Adrien playfully discussed how his ex-girlfriend would simply rip off his mask as a joke, tease, or prepare him for other such expert diving shenanigan.  Clearly this was another level.  Out of the corner of my eye, D was noticeably swimming nearby without a care in the world.  Certainly he would find it normal while I did not.   Especially not at 10 metres or 40 metres under the surface.

However, we were simply floating just below the horizon of the sea, my eyes peeking beyond the East-West of the port.  As we slowly dipped under the current, my eyes adjusted to life below the water and the unsteady “hhhhhhhhhe shhh” of the regulator haunted my every pore.  Instead of backing away, I rose to the surface once more.

-Is everything alright?

(I nodded)

-Ready?

-Almost.  Just give me one second.

1,200 seconds later, I had mastered three diving skills, gone below the surface for just under four minutes to view a sunken car, and lost one scuba fin.  I managed to accomplish this, and continue to breathe.  Needless to say, I had hoped I could dive for longer, but it seems I am more like that turtle than I thought.  (Read my post on If you want to go fast, go alone. http://wp.me/p4e2Bz-R)   Fear not.  I will be trying for 10-30 minutes this weekend.  Despite all, open water is not so much the great unknown any longer.

The hardest part may be leaving the sea and carrying all of the gear to the top of the hill.  This is where lunch beckons your return.  Lunch will not scold you for losing your shoe.   Or your fin, for that matter.  Who am I? Cinderella?

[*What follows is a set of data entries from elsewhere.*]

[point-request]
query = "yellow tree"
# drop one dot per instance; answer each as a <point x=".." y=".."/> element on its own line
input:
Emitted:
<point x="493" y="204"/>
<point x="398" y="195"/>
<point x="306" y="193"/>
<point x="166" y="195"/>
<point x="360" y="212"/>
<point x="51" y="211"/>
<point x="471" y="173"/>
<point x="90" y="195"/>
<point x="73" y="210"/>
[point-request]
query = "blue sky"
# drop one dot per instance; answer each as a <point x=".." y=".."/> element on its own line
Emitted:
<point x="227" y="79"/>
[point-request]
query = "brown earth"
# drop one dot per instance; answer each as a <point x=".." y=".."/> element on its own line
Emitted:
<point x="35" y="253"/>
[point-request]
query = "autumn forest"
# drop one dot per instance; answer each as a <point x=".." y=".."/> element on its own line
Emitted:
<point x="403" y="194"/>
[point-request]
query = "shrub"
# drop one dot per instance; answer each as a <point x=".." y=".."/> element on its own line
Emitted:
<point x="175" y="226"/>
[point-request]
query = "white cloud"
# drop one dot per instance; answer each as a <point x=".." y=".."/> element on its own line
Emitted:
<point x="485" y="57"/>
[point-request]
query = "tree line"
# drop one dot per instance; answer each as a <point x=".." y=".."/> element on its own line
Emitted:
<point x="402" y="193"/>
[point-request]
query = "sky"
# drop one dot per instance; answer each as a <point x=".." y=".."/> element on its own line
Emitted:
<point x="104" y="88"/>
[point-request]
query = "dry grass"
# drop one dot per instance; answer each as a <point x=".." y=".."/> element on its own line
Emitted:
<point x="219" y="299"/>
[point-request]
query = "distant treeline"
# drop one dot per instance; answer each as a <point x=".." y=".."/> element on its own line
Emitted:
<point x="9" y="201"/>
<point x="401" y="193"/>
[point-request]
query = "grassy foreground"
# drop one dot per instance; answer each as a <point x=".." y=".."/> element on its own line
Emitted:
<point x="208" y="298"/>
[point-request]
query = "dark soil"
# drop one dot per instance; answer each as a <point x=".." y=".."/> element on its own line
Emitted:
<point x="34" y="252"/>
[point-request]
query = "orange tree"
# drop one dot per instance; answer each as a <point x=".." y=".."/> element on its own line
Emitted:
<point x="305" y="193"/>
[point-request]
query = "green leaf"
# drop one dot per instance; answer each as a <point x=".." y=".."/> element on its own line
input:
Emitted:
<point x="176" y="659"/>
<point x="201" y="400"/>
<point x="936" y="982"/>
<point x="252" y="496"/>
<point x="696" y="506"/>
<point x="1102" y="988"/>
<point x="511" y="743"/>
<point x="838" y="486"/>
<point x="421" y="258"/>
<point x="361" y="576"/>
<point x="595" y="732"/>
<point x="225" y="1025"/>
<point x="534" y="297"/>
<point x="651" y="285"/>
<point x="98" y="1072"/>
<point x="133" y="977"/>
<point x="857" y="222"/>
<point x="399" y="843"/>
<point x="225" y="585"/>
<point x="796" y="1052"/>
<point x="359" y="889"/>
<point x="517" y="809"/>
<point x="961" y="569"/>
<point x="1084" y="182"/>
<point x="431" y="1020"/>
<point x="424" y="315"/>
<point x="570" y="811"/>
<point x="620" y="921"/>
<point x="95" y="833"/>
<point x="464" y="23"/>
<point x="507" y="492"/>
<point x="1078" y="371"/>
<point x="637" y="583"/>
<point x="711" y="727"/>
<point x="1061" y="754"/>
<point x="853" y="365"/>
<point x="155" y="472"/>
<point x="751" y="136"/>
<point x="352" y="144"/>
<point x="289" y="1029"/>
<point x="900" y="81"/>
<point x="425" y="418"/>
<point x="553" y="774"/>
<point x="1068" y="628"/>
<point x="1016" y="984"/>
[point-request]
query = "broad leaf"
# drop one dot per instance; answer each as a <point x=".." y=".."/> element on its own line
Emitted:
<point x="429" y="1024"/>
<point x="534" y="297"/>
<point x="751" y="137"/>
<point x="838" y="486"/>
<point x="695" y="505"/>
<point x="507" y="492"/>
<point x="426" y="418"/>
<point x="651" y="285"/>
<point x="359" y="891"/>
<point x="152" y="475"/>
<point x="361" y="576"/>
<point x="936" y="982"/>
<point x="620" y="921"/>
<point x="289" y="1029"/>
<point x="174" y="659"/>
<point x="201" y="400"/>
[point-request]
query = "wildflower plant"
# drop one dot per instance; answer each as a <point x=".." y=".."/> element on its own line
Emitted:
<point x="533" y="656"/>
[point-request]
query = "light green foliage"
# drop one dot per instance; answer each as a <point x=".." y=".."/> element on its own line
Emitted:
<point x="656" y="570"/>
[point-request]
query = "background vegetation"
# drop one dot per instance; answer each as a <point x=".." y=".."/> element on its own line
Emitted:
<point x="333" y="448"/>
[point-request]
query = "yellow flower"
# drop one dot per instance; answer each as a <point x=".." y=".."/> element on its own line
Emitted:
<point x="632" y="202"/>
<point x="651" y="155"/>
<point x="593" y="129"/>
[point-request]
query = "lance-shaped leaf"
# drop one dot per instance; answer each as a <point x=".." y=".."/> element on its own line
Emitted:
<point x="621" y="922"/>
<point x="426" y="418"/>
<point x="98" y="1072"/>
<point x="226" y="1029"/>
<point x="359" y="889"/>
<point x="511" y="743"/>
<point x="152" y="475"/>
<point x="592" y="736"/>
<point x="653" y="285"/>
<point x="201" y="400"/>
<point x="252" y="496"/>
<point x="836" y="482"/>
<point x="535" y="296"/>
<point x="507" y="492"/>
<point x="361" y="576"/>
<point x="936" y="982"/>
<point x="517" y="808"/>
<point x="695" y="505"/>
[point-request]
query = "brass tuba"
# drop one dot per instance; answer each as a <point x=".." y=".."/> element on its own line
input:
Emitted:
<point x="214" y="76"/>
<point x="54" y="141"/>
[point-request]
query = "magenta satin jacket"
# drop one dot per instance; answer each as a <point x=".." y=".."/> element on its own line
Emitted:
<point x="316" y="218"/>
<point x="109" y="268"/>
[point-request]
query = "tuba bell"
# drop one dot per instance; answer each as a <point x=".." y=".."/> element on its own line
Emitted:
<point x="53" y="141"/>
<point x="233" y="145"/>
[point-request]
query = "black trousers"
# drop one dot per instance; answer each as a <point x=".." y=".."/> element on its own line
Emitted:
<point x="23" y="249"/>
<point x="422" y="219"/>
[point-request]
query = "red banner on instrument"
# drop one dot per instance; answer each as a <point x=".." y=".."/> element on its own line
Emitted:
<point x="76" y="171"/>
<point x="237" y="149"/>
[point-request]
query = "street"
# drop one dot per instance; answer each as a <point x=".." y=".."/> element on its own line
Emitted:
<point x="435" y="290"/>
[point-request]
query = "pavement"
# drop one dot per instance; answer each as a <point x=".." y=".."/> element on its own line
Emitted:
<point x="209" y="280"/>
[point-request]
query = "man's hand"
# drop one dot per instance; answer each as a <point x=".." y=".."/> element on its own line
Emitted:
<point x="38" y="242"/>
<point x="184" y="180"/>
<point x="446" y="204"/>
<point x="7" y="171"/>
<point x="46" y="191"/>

Next time the "okay" sign comes up, I'd rather be relaxing in a cafe, or wine cellar, for that matter. Photography Credit: Alija, Getty Images
Next time the “okay” sign comes up, I’d rather be relaxing in a cafe, or wine cellar, for that matter.
Photography Credit: Alija, Getty Images

By the time the troupe had driven back home, we all were in a delirious state of mind.  While the guys decided to practice shooting with a pellet gun, I took myself on a thirty minute walk just long enough to spend some quality time alone on a nearby rock just smooth enough to lean on and do absolutely nothing.

Nacala-a-Velha is a quiet place.  Quiet equals discretion, hidden gems and silent thoughts.  So that is how the day ended on that final Sunday evening as the sun descended on the shade of Baobab trees who silently glanced at my shadow that walked among them.